The most north eastern of Namibia's 14 regions, is the Kunene Region. The region is bordered to east by the Atlantic Ocean and the famous Skeleton Coast which is an area named for its sun-bleached whale and seal bones, and gets its name from the Kunene River which forms the northern border with Angola. Opuwo is the capital of the Region and is situated about 720 km north-northwest from the country's capital Windhoek. Kunene, formerly known as Kaokoland is described as one of the most scenic of all the Namibian regions. The region, which is bordered by 2 rivers, the Kunene and the Hoanib River, covers an area of over 50 000 square kilometres, an area which is traditionally land belonging to the distinctive Himba ethnic group and the uniquely adapted desert-dwelling elephants of Namibia.

Kunene is known for its stark, mountainous landscape, but is also an area of unsurpassed tranquillity, especially at night when the sky is lit up by a canopy of stars. The region does not have many inhabitants, and sometimes you will see more desert elephants, rhinos, giraffes, mountain zebras and gemsboks than you do people. For bird viewing, a tropical belt of vegetation along the Kunene River is home to two of southern Africa's rarest birds – the rufous-tailed palm thrush and the Cinderella waxbill.
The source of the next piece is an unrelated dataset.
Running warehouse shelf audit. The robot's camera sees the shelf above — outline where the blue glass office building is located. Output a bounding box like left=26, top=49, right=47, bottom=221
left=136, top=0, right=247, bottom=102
Many believe that the Kunene region represents one of the last true wildernesses in Africa and that it hosts a rare opportunity to conserve a vast desert ecosystem and enhance its people's quality of life. The region's community and government lands link the Skeleton Coast and Etosha national parks to form one of the world's largest conservation areas reaching across more than 60 000 square kilometres. Its rocky desert, arid grasslands and dry riverbeds provide a sparsely populated corridor for iconic wildlife, including the desert-dwelling black rhinoceros who finds their last free-ranging stronghold in the Kunene Region. Some of the natural attractions in the region include the beautiful Epupa and Ruacana waterfalls, and the Ondorusu and Enyandi rapids.

The last nomadic tribe in Nambia are called the Himba people and they are know as much for their beehive huts and distinctive appearance as for their hospitality and friendly spirit. The Himba people provide fascinating insight into how simple and peaceful life could be and a visit to the Kunene Region would not be complete with a visit to these intriguing people.